The weight of the crown
By the time she headed to Little Rock for the national competition in January, Tracy had already racked up honors like Miss Gay Oklahoma and Miss Gay Gulf Coast. In the days prior, Theatre Tulsa company director Mandy Gross and Guillory began discussing what it would look like if Guillory returned with the title.
“I think Tracy knew that she was going to win, but Travis didn’t think that he was going to win,” Gross said.
Many peers are in the pageant system for years before reaching the big stage. But Tracy pulled out all the stops — walking the stage in a gator costume holding a detached head and earning audience roars during her cabaret, which forced judges to pick their own adventure — and stole the show in her second national competition.
Part of Tracy’s pitch was her ability to build a brand and lead the Miss Gay America organization through an ownership transition and moving its national competition to Atlanta.
“I can put on a nice gown and a nice wig and do all of these things. I can figure out the aesthetic,” Guillory said. “But it’s more of what’s in somebody’s heart and what’s in somebody’s brain that actually makes them a successful Miss Gay America.”
The crown can weigh heavily on the head that wears it. Bennett describes the duties as “grueling,” requiring weeks of travel to lead contestant orientations and judge briefings at competitions across the country in addition to performing and promoting gigs. Many winners quit their day jobs to complete their reigns.
Not Guillory. He and Gross have worked together to ensure he can still give his energy to Theatre Tulsa, which he took over in summer 2024, and keep shows running smoothly.
“You know how people are left-brained or right-brained? He’s got both,” Gross said. “He is really great at the creative stuff, and really great at scheduling and being organized and the stuff that super creative people usually aren’t. I don’t know where he gets that from, and I don’t know where he gets all the energy to do it.”
Bennett has watched Guillory weather the highs and lows that come with pursuing a burgeoning drag career and keeping up with responsibilities at home. He has a community of supporters, including his partner and fellow drag performer Kallaya, who understand the pressure.
It also comes down to feeling the emotions in the moment and not letting them overtake you, Bennett said. When Guillory needs to cry or scream, he lets it out.
“He’s a superstar in that,” Bennett said. “He knows when it is appropriate to let loose and be vulnerable, and he knows when it’s time to put your big girl panties on and be professional, be the administrator and do the job of being Miss Gay America.”
‘We just want to exist’
Five months after returning from Little Rock, Guillory is still navigating his new reality.
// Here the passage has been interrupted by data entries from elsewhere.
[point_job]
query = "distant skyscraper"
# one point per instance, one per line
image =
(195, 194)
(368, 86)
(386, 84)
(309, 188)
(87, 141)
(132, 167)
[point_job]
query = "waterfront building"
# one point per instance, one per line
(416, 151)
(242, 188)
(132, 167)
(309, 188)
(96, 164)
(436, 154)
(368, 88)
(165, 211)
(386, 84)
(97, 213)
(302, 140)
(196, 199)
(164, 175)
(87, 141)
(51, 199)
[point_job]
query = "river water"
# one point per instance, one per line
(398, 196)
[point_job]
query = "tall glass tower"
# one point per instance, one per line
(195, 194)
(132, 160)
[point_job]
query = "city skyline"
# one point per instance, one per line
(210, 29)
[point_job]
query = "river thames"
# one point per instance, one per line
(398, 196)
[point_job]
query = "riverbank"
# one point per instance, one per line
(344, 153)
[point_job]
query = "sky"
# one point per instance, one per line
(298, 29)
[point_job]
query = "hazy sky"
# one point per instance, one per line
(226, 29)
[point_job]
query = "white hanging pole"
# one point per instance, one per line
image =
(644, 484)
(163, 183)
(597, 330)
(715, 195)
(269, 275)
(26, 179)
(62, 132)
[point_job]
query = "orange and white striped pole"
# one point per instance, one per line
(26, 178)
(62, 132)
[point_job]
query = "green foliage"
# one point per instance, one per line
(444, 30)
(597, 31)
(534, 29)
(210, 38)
He’s embracing the flood of new opportunities — potential residency in Puerto Vallarta, anyone? — while still appreciating what Tulsa has to offer as an affordable home base for regular gigs in Arkansas and Missouri. He’s passionate about growing the city’s arts scene and says he’s never had a reason to leave.
“I’ve lived three lifetimes in Tulsa and I’m on my fourth one now,” Guillory said.
He’s not sure where life will take him by the time his reign ends in January. For now, he’s focused on a full calendar of gigs and the mission in front of him: representing Oklahoma on the national stage and serving as a beacon of hope for those feeling targeted by anti-LGBTQ+ rhetoric.
“We just want to exist,” Guillory said. “When people see Miss Gay America, they need to see somebody who’s just existing to the f–king fullest.”